I too am worried. I have an elevated CA 125 usually 5-7, now 19. I think that 35 figure is more about people who don't have a determined level, based on serial test ratings. I had a CT Scan, but don't know the results yet. I just wonder something...if anyone has 1 reoccurrence and not others. I was most scared because this (possible) recurrence (adenocarcinoma stage 4) might mean I will just keep cycling...or does it? Luckily so far I haven't minded chemo at all. I had carbo-taxol, lost hair, a bit of neuropathy that hasn't gone away, but not really bothersome. Anyway, does anyone know anyone who actually only had 1 recurrence?

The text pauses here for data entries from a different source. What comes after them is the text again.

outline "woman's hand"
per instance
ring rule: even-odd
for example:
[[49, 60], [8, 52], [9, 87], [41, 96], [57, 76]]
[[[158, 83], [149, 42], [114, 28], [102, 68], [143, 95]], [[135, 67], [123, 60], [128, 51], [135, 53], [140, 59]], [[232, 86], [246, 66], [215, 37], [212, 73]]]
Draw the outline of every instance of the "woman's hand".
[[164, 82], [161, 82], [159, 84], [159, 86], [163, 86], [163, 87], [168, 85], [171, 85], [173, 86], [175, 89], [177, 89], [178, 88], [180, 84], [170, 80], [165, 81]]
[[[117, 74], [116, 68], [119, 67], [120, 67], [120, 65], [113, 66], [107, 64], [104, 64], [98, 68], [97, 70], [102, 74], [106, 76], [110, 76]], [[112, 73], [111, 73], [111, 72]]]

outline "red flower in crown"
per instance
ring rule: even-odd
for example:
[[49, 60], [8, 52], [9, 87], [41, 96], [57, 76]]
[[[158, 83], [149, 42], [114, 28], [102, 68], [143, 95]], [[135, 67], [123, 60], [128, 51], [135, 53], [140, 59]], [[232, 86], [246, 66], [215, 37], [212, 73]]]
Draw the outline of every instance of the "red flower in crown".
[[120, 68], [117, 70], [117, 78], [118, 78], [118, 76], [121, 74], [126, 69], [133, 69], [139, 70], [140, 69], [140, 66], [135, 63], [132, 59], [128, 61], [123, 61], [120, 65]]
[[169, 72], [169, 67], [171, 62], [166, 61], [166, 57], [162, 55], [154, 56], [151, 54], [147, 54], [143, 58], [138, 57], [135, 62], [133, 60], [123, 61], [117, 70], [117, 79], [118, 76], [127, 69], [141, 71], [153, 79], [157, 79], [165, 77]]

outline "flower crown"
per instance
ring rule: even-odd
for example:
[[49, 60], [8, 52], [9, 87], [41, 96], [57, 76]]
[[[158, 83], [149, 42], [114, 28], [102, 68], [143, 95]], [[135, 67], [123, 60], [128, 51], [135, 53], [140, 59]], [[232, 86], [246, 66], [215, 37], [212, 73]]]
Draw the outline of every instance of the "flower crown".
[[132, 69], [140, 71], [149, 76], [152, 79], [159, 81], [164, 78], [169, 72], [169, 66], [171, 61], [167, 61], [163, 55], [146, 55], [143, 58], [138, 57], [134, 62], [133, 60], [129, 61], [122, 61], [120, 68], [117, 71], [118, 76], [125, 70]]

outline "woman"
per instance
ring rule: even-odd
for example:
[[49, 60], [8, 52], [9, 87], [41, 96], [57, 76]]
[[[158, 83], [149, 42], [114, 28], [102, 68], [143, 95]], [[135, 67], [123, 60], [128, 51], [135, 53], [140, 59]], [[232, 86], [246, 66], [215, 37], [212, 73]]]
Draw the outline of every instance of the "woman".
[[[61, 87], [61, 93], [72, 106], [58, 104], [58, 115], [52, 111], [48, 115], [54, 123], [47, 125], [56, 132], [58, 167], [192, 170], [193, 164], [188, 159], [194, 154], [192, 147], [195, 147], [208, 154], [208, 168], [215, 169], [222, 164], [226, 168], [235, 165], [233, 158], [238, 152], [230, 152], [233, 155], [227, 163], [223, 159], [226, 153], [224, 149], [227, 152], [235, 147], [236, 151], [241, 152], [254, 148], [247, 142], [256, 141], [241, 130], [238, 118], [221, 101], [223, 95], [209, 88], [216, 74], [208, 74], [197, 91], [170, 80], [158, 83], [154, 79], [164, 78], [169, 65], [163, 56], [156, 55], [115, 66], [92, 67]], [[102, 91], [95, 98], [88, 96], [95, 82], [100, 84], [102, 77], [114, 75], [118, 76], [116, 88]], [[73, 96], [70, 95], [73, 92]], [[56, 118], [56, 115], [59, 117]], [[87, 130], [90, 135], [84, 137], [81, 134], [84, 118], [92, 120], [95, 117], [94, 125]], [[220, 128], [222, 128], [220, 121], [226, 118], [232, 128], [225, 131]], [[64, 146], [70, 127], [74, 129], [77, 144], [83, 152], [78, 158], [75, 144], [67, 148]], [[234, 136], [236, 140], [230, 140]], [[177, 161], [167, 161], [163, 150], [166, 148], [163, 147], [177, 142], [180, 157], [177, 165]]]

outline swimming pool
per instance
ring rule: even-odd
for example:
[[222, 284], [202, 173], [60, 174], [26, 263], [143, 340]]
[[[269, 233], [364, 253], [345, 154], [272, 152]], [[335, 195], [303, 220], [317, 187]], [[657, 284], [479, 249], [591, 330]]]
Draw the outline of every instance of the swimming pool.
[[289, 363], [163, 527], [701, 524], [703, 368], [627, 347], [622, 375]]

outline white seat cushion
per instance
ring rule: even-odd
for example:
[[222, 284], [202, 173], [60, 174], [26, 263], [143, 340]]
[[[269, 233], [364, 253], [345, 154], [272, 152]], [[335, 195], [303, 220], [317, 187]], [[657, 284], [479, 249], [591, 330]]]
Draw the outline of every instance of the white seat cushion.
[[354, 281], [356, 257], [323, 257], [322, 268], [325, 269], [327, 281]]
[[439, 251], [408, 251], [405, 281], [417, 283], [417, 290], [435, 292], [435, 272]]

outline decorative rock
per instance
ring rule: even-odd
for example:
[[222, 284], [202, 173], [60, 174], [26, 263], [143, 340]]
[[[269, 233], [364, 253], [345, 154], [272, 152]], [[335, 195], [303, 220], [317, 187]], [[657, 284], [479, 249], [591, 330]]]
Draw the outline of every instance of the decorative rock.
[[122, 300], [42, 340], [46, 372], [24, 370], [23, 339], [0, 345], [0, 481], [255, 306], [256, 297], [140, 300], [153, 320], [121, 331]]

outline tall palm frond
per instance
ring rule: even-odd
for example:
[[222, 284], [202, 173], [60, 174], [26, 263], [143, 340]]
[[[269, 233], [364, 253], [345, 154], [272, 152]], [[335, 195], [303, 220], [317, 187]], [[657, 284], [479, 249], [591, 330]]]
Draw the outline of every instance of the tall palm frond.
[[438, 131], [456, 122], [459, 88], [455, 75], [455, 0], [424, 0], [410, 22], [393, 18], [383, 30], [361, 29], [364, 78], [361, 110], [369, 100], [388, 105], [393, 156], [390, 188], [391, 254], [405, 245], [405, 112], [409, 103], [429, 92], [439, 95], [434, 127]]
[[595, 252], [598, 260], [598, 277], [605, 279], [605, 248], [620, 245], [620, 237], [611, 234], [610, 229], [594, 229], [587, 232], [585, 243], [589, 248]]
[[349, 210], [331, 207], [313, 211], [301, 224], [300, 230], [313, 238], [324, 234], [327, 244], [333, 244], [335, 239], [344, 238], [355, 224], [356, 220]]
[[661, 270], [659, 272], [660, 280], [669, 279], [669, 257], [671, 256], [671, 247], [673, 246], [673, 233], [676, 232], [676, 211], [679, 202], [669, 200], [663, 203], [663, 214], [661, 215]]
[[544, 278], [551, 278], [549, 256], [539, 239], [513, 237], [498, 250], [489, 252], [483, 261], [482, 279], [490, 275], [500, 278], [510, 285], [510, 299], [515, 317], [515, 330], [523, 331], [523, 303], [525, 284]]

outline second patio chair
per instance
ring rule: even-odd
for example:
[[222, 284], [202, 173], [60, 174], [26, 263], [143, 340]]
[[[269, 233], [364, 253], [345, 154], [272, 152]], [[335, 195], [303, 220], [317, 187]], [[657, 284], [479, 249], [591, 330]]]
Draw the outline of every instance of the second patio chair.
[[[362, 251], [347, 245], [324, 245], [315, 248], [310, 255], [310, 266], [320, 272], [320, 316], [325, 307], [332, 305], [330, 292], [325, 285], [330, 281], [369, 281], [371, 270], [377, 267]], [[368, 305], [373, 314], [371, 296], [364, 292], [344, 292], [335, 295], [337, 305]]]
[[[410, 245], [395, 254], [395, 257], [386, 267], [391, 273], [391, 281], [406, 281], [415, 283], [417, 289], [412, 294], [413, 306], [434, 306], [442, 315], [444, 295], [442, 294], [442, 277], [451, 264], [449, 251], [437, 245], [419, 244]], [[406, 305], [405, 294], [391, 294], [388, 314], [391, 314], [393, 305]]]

I am crazy for organic food, supplements and exercise, meditation, even cannabis. I would even consider getting even more 'pure.' 
Thanks is anyone can reach out.
Elevated CA 125, a year after treatme... - SHARE Ovarian Can...
Elevated CA 125, a year after treatments-A cycle?
Sorry that you are worried, that seems to be the way of it with OC if the CA125 rises. Everyone is different but my CA 125 has been going up very slowly more or less since I finished chemo two years ago and is at 74. I have had endless days of worrying and then coming to terms with it, but a very recent scan was still NED. I am on Letrozole which is a hormone blocker and try to stick to a mostly plant based diet. My oncologist advocates fewer blood tests. Please try not to worry, in the scheme of things 19 is very low. Xx
Thanks for this. Yes, I have changed my diet so much... I am not quite plant based but would take that next step. Now I have a few oz of organic chicken a week, but all majority of my protein is beans. Thanks for your calming post. Funny my doc is on vacation this week. (I had a CT Scan last Friday. I don't like to look at those without him.) I'm going to wait rather than press for an answer before Monday. When he saw the number he said it was mostly likely, so I am worried... but on the other hand some people here calmed me down about one thing, which is that it can return, but I can still have a chance of it not returning for some time. Anyway, I am working well and strongly for my life with my health regimen, but at the same time I am getting used to the idea that my life might be shorter than I expected and wanted... I feel like it helps me to embrace my mortality just as a general principal too. I used to look at my friends with cancer and notice they would 'hope' in between treatments. I wanted to be very realistic ...but now I see that hope can just open my heart and it's great to 'hope' and I can still know other things. Just sharing if anyone can identify I guess that should be a new thread.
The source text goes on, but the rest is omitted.